Yes, that's true about natural language borrowing, to some extent. Note that calques (borrowing of a phrase with the vocabulary translated but the syntactic structure of the source language retained) are also common; presumably the artificial language would want to avoid these.
Also, some very high percentage of natural language borrowings are nouns. This clearly has a lot to do with the fact that if you encounter a new object, a natural way to label it is to adopt the existing term of the people who've already encountered it, but I think there are other factors: I reckon it would be fair to say that nouns are syntactically less complex than verbs. I suspect you'd encounter least trouble importing concrete nouns into your artificial language.
It's interesting that you talk about the phonetics of the artificial language; I realised that I've been imagining something entirely text-based, but of course there's no reason it should be (except for the practical/technical difficulties with processing acoustic input, I guess).
I'm curious what got missed off at the end of your post?
Oops, I want back to edit and forgot to write the rest of that paragraph.

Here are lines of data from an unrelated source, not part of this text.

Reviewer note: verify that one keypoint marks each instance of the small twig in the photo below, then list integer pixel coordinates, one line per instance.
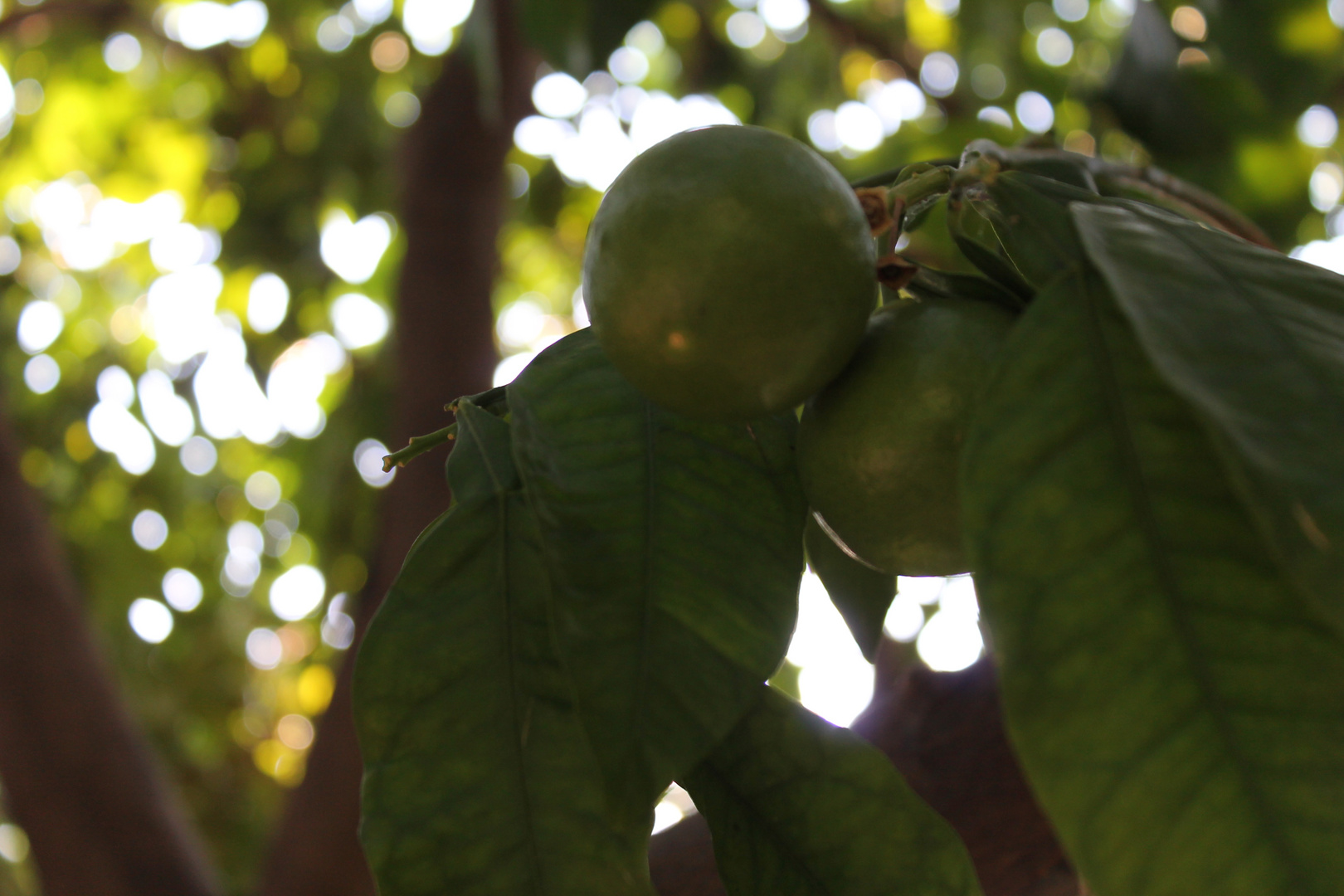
(420, 445)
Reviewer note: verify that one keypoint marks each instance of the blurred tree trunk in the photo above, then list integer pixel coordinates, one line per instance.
(452, 207)
(77, 774)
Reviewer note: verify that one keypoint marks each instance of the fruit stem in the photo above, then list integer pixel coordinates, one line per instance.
(420, 445)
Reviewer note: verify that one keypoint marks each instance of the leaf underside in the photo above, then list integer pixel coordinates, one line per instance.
(479, 778)
(1255, 343)
(1177, 707)
(800, 807)
(675, 548)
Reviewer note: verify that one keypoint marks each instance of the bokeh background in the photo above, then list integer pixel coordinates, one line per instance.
(246, 247)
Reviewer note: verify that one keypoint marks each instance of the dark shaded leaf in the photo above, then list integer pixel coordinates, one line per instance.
(800, 807)
(860, 594)
(479, 777)
(1177, 707)
(1255, 343)
(676, 551)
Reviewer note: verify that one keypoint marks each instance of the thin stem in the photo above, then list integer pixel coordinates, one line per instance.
(420, 445)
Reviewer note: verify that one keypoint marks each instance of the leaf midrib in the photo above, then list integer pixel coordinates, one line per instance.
(1168, 587)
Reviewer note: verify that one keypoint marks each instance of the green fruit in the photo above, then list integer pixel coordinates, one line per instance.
(878, 449)
(728, 273)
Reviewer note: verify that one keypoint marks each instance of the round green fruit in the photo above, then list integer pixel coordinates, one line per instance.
(878, 449)
(728, 273)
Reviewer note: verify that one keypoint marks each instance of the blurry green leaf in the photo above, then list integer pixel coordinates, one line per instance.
(675, 548)
(1255, 343)
(860, 594)
(800, 807)
(578, 35)
(1177, 709)
(479, 778)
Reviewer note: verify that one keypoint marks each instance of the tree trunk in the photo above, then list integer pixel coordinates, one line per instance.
(77, 774)
(450, 208)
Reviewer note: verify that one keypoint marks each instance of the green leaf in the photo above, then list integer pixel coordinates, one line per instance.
(1255, 343)
(676, 551)
(1177, 707)
(477, 776)
(800, 807)
(860, 594)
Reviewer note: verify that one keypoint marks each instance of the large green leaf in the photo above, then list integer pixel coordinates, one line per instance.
(1177, 707)
(800, 807)
(676, 551)
(479, 778)
(860, 594)
(1255, 343)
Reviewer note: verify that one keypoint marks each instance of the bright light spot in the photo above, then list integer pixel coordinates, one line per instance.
(429, 23)
(182, 310)
(1326, 186)
(1190, 23)
(338, 626)
(149, 620)
(297, 592)
(836, 681)
(995, 116)
(988, 80)
(41, 373)
(1317, 127)
(262, 490)
(182, 590)
(821, 130)
(1034, 112)
(227, 395)
(951, 640)
(1071, 10)
(558, 95)
(905, 618)
(121, 51)
(14, 843)
(167, 412)
(745, 30)
(295, 731)
(39, 325)
(368, 461)
(264, 648)
(541, 137)
(149, 529)
(858, 127)
(785, 15)
(938, 74)
(197, 455)
(10, 256)
(177, 247)
(297, 381)
(359, 321)
(202, 24)
(401, 109)
(1055, 47)
(578, 309)
(628, 65)
(665, 815)
(353, 249)
(335, 32)
(129, 223)
(509, 370)
(114, 430)
(268, 303)
(374, 11)
(520, 323)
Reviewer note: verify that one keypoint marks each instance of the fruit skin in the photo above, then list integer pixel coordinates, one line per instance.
(878, 449)
(728, 273)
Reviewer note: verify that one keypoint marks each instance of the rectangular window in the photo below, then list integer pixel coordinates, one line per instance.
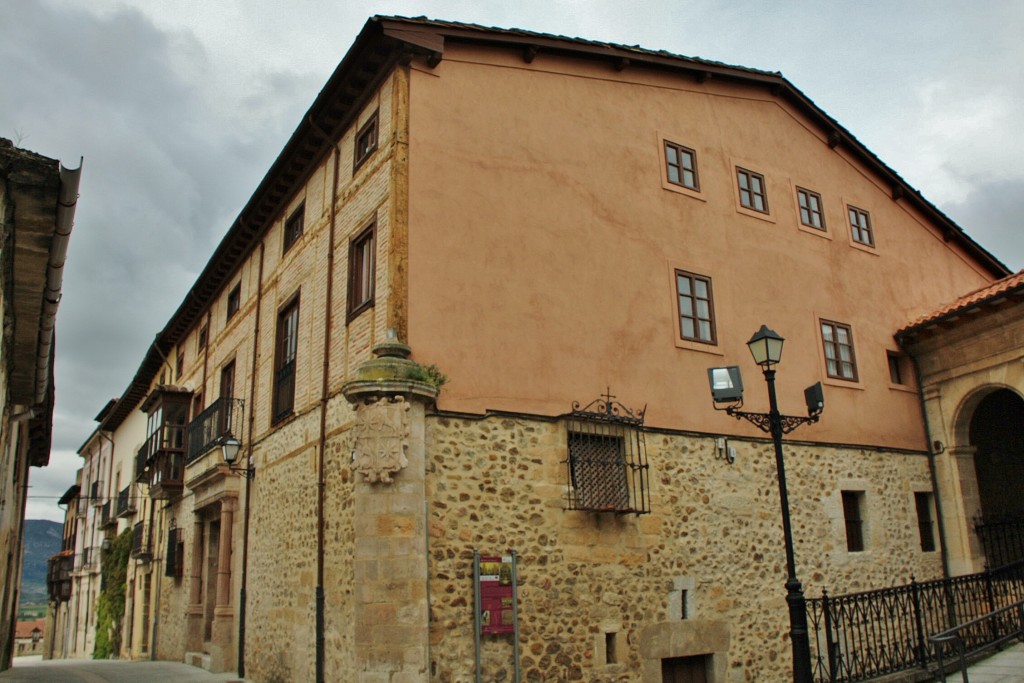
(860, 224)
(681, 165)
(696, 311)
(926, 528)
(752, 190)
(294, 226)
(233, 300)
(895, 368)
(284, 365)
(853, 509)
(810, 209)
(838, 341)
(366, 141)
(361, 270)
(597, 465)
(226, 394)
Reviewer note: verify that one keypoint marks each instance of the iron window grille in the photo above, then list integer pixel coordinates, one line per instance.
(606, 461)
(284, 374)
(174, 559)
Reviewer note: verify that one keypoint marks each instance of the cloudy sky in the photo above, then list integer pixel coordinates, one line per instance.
(180, 107)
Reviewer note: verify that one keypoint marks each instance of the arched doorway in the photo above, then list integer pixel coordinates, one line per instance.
(996, 433)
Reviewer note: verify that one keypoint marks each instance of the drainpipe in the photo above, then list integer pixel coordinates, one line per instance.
(249, 456)
(67, 200)
(944, 552)
(321, 474)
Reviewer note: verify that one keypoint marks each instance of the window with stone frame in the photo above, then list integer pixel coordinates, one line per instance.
(366, 141)
(853, 517)
(752, 190)
(810, 209)
(606, 459)
(681, 166)
(284, 365)
(837, 340)
(294, 227)
(860, 226)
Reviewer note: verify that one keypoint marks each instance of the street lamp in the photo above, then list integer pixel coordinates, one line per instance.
(229, 447)
(727, 387)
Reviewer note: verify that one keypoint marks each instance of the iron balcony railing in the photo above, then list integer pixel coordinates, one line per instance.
(140, 542)
(126, 505)
(212, 425)
(859, 636)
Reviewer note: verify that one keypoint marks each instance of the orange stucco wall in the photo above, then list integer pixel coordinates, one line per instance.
(543, 240)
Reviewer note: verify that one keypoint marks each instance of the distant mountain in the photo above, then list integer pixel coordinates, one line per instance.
(42, 541)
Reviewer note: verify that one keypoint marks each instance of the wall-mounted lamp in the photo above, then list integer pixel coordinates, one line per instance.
(229, 447)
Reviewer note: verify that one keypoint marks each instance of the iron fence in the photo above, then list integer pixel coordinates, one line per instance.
(1003, 539)
(858, 636)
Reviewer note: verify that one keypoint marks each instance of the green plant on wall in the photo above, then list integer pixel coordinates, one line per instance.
(111, 605)
(429, 374)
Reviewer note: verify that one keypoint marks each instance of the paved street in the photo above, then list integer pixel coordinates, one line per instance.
(87, 671)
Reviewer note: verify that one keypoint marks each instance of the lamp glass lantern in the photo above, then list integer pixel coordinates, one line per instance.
(766, 347)
(229, 447)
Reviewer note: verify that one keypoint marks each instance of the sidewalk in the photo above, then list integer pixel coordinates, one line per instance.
(1005, 667)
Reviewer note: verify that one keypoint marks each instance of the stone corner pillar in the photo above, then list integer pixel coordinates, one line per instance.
(391, 628)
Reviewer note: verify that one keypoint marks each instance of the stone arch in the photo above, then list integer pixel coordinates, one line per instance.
(989, 425)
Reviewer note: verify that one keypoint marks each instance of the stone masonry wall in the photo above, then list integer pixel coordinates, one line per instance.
(714, 542)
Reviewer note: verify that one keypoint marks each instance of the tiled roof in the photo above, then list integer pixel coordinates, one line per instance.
(986, 295)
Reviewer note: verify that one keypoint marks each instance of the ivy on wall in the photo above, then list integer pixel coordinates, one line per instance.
(111, 605)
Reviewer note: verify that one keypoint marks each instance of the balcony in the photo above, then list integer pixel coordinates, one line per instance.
(212, 425)
(58, 569)
(161, 461)
(96, 493)
(105, 519)
(126, 504)
(140, 543)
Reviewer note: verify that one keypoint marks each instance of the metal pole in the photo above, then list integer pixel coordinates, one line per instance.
(795, 592)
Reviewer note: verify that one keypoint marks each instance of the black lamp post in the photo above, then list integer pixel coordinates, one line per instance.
(766, 347)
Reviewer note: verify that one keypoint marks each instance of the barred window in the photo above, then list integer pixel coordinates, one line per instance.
(606, 459)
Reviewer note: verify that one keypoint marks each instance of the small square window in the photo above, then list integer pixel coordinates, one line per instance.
(696, 311)
(860, 224)
(752, 190)
(681, 166)
(366, 141)
(838, 341)
(926, 525)
(294, 226)
(853, 515)
(233, 300)
(810, 209)
(361, 270)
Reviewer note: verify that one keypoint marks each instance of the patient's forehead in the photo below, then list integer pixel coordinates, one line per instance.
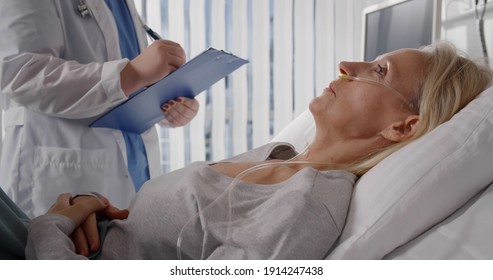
(406, 69)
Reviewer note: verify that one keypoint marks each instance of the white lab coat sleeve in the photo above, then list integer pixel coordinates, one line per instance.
(34, 74)
(48, 238)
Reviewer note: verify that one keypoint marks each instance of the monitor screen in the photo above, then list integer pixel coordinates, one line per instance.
(399, 24)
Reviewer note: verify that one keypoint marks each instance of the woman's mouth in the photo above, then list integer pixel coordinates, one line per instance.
(331, 89)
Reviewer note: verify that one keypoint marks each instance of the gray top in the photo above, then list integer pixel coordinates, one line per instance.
(13, 229)
(299, 218)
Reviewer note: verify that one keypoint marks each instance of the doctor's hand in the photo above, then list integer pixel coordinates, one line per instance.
(154, 63)
(179, 112)
(82, 210)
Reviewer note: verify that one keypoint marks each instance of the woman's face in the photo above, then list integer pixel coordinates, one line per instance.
(352, 109)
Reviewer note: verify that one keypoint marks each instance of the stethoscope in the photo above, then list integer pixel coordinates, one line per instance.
(84, 12)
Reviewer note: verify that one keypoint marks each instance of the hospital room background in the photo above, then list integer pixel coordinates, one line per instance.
(293, 47)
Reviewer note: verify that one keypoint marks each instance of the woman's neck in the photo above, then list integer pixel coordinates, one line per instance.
(343, 152)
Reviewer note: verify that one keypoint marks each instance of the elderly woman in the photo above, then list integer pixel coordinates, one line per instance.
(271, 202)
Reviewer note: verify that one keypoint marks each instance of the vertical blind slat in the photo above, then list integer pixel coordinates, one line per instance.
(283, 64)
(325, 65)
(197, 45)
(239, 78)
(176, 33)
(304, 56)
(218, 90)
(260, 72)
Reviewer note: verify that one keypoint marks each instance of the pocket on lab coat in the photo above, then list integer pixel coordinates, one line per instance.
(59, 170)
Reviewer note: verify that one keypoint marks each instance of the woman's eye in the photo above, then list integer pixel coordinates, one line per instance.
(380, 70)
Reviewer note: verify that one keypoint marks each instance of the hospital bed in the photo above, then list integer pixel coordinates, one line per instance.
(432, 199)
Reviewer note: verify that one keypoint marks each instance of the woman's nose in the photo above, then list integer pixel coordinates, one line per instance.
(345, 68)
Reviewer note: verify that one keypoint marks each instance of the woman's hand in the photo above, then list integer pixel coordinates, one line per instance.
(154, 63)
(82, 210)
(179, 112)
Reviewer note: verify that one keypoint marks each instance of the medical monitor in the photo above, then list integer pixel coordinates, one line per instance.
(396, 24)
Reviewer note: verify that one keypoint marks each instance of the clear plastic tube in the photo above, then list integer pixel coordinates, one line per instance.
(365, 80)
(228, 191)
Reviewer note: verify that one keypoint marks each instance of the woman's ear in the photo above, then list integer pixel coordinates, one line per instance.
(401, 130)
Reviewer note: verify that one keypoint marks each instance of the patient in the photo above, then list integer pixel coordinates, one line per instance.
(272, 203)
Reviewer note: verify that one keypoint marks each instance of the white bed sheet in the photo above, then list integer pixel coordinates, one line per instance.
(466, 234)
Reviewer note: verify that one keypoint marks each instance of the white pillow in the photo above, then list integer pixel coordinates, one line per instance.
(418, 186)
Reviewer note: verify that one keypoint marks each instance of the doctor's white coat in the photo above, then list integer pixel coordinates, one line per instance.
(58, 72)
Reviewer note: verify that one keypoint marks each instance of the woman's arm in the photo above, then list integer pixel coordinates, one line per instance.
(49, 235)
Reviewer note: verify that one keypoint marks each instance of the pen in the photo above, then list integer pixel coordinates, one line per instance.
(152, 33)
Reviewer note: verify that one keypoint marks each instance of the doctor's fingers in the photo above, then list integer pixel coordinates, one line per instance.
(180, 113)
(80, 210)
(86, 237)
(169, 53)
(171, 48)
(62, 202)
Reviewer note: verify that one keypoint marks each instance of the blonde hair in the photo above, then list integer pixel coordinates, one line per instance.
(451, 81)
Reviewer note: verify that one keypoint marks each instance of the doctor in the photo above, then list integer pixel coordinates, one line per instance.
(61, 67)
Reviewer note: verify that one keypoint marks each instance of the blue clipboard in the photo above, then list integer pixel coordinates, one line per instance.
(143, 109)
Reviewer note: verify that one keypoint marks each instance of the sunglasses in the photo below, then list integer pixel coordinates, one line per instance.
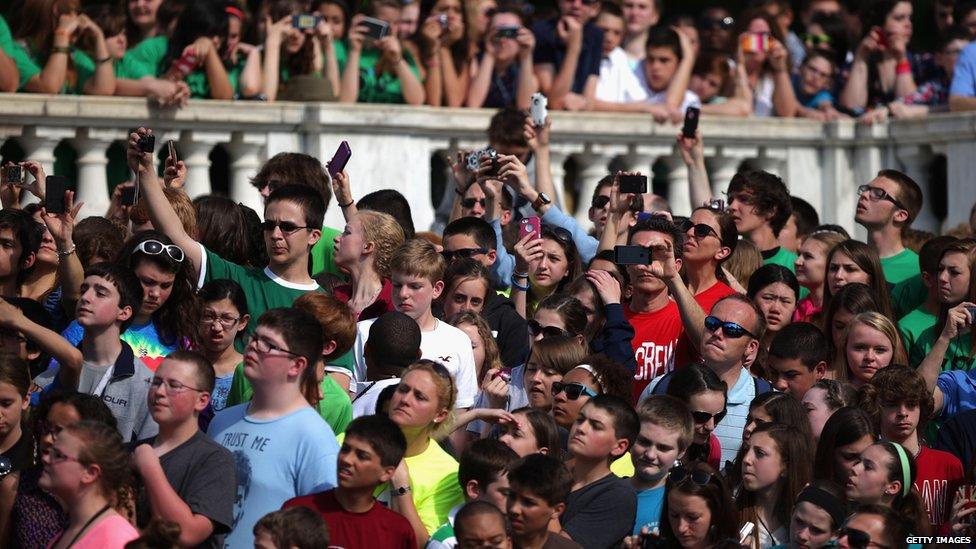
(155, 247)
(573, 390)
(463, 253)
(547, 331)
(703, 417)
(730, 329)
(877, 193)
(286, 227)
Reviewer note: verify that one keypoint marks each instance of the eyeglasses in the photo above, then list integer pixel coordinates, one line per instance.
(172, 385)
(547, 331)
(463, 253)
(470, 202)
(703, 417)
(681, 474)
(730, 329)
(224, 320)
(877, 193)
(264, 346)
(573, 390)
(287, 227)
(155, 247)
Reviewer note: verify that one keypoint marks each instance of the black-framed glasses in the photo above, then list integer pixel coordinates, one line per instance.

I was going to say, supporting borrowing means you need to retain all the borrowable word forms - nouns, adjectives, and verbs - which rules out some extra-radical possibilities, like making a language where verbs are a closed set and actions are represented by nouns. But to my knowledge no natural languages do that, so that's not much of a restriction.
Rationality requires intelligence, and the kind of intelligence that we use (for communication, progress, FAI, etc.) runs on language.
It seems that the place we should start is optimizing language for intelligence and rationality. One of SIAI's proposals includes using Lojban to interface between humans and an FAI. And of course, I should hope the programming language used to build a FAI would be "rational". But it would seem to me that the human-generated priors, correct epistemic rationality, decision theory, metaethics, etc. all depend on using a language that sufficiently rigorously maps to our territory.
Are "naturally evolved" languages such as English sufficient, with EY-style taboos and neologisms? Or are they sick to the core?
Please forgive and point me towards previous discussion or sequences about this topic.